Sitting in the final civil society meeting to deal with the RAI guidelines in 2014, the mood was sober. Some of those present argued that if civil society withdrew from the process, it would lose leverage to negotiate and participate in future processes. Others argued that rubber stamping norms that supported the interests of powerful countries and the private sector would only strengthen these interests and cause further harm.
As social movements weigh the costs of participation in these new arenas, they are faced with a double bind. Civil society participants acknowledge that these processes sometimes facilitate the extension of entrenched forms of power through the discourse of consensus, but they also recognize that by reproducing the ideology of consensus and inclusivity, they endow their own voices with greater power. Social movements adopt this discourse strategically to amplify their own perspective, but they struggle with the advantages and limitations provided by this approach.

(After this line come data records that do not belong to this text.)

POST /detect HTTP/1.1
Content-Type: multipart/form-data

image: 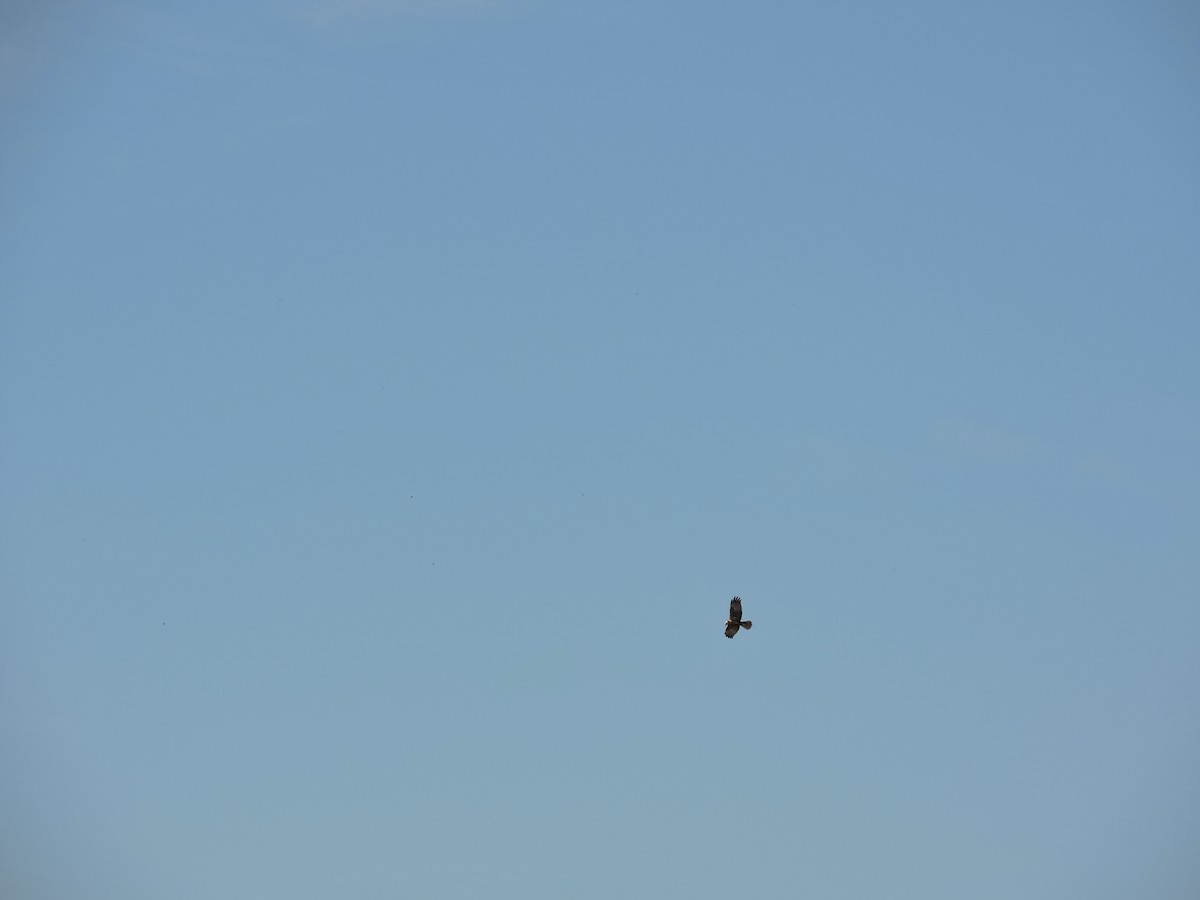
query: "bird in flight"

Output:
[725,596,754,637]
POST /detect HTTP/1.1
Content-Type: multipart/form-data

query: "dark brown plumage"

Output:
[725,596,754,637]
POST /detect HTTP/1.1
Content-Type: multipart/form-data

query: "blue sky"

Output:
[0,0,1200,900]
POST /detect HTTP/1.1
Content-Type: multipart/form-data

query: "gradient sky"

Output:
[0,0,1200,900]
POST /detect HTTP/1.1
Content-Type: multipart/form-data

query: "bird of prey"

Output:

For socio-legal scholars, multi-stakeholder processes present a theoretical challenge. On the one hand, they represent a form of informal justice that has been criticized for subtly enhancing entrenched power, cooling conflict, and diffusing resistance . On the other hand, the awareness of these challenges by savvy social movements and civil society allies suggests that multi-stakeholder processes may allow increasingly powerful transnational movements to develop more robust social justice claims, strategies, and repertoires. Assessing the way that negotiating rights transforms both the normative system of human rights as well as the ways that social justice claims are articulated and imagined presents new challenges for socio-legal scholars.
Sitting at a coffee shop outside the FAO, one powerful social movement leader put it this way:
“For me, for many people…the decisions of the CFS don’t save the world. But it’s a kind of a wall, where you can repair yourself, take a rest and start again…It’s a small protection to start to negotiate a little bit openly, to be protected from repression.”
Yet for him the process was still immensely important. Over the past week he had watched a social movement leader, a female fisherfolk activist, negotiate directly with governments and the private sector:
“You don’t consider what it means for the dignity of this small lady…she comes here, and discusses… and answers the 10 governments attacking her.”
As social movement leaders participate in these processes, develop their claims, and return home, he suggested, a more powerful transnational movement is organized.
“For me,” he said, “this is enough.”
 See Macdonald, Terry. 2008. Global Stakeholder Democracy : Power and Representation Beyond Liberal States: Power and Representation Beyond Liberal States. Oxford University Press.
 See Hemmati, Minu. 2002. Multi-stakeholder Processes for Governance and Sustainability: Beyond Deadlock and Conflict. Routledge.
 According to Guideline 6 of the Guidelines, “States are encouraged to apply a multi-stakeholder approach to national food security to identify the roles of and involve all relevant stakeholders.”
 For critiques of informalism, see: Abel, Richard. 1981. Politics of Informal Justice: The American Experience. Academic Press.